Search code examples
databasedatabase-designdatabase-normalizationauditdenormalization

Is it possible to store historical configuration settings for each row of data without cramming all the configuration settings into each row of data?


For background: I was recently hired as a database engineer for a water treatment company. We deploy water treatment machines to sites across the country, and the machines treat water and send continuous data back to us regarding the state of incoming water (flow rate, temperature, concentration of X in incoming water, etc.), and regarding the treatments the machine applied to that water at that point in time. Over time, sites (and their various components) change a lot: a machine might break down and need to be replaced, a different concentration of chemical may be used to fill the machine's tanks, its flow meters and other sensors might be recalibrated or set to scale differently, its chemical pumps might be replaced, and on and on. These affect the interpretation of the data: for example, if 5 mL of chlorine was added to the incoming water at 01/01/2021 12:00:05, that means two completely different things if the chlorine was 5% concentrated or 40% concentrated.

Water treatment datapoints are identified by a composite key consisting of the ID of the site, and a timestamp.

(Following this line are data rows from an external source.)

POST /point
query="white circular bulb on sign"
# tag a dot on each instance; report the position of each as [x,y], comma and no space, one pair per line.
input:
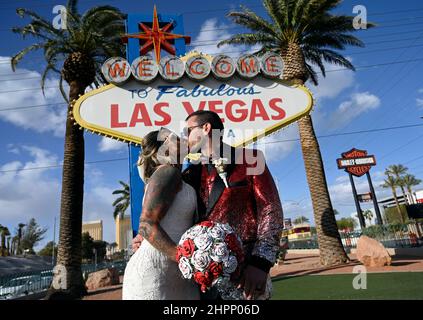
[223,67]
[248,66]
[116,70]
[272,65]
[144,68]
[171,68]
[197,67]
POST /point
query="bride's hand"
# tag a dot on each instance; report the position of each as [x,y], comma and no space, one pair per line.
[136,242]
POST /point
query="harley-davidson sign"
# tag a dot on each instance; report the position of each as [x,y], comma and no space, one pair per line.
[249,107]
[356,162]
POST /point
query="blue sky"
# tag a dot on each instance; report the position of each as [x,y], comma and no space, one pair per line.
[371,98]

It would be easy if the only data that mattered was current data, as I could just store the configuration settings on a Site level and pull them up for datapoints as needed. But we need to be able to correctly interpret older data. So, I thought about storing configurations in another table, trackingall the settings for each site over each time period, but it's not possible to create a foreign key between the continuous timestamps of the datapoints and the start/end dates of the configurations - the closest thing would be some kind of range check, like "Datapoint.TimeStamp BETWEEN Configuration.Start AND Configuration.End". So the only other option I see is to store every configuration setting for every datapoint alongside each datapoint, but that seems like a terrible solution given how many configuration settings there are and how many datapoints are generated, especially since most of the settings don't even change often.

So, is there a way to store historical configurations for each row of data in a way that is at all normalized, or is the only possible solution to cram all the settings into each datapoint?


Solution

  • The original answer that I accepted seems to have been deleted. For anyone coming here in the future, the solution that I intend to go with is as follows:

    I'm going to create a configuration table to hold settings in the following format:

    _SiteID_  _Start_                _End_                  <various settings fields>
    318       "2021-01-01 12:22:03"  "2021-02-10 09:08:26"  ...
    

    Where the primary key is (SiteID, Start, End). SiteID is a foreign key to the integer ID of the Site table, Start is the date at which the configuration starts being valid, and End (default: NULL) is the date at which the configuration is no longer valid. In order to keep things good and simple for users (and myself), and to prevent any accidental updates to old configuration settings when instead there should have been a new configuration row inserted, I'm going to disallow UPDATE and DELETE operations on the configuration table for all users except root, and instead create a stored procedure for "updating" the configuration of a given Site. The stored procedure will take whatever new parameters the user specified, copy in any parameters that the user DIDN'T specify from the most recent configuration for that Site (i.e., the row with the same SiteID and the NULL End date), overwrite the most recent configuration row's NULL End date to be the Start date for the new row, and finally create the new row with the specified Start date.

    NOTE: the Start date and End date are both stored for each configuration because configurations might not necessarily be continuous, i.e. it is not the case that "as soon as a configuration expired, there is another configuration that starts at the exact time that that configuration expired", as deployments of water treatment equipment sometimes have large gaps in between them if a client doesn't need our services for some period of time. Without storing the End dates for configurations too, we would have to assume that each configuration lasts until the next configuration begins, or until now, if there is no later configuration stored. So End date is stored so that we don't ever think "Site A was configured to have X Y Z settings from January 2020 to June 2021" when there hasn't even been a machine at Site A since May of 2020. Storing the End date explicitly alongside the Start date also avoids the ickiness of needing to rely on the values in other rows of configuration data to know how to interpret a given row of configuration data.

    Thank you to whoever it was who originally gave me the inspiration for this answer, I have no idea why your answer was deleted.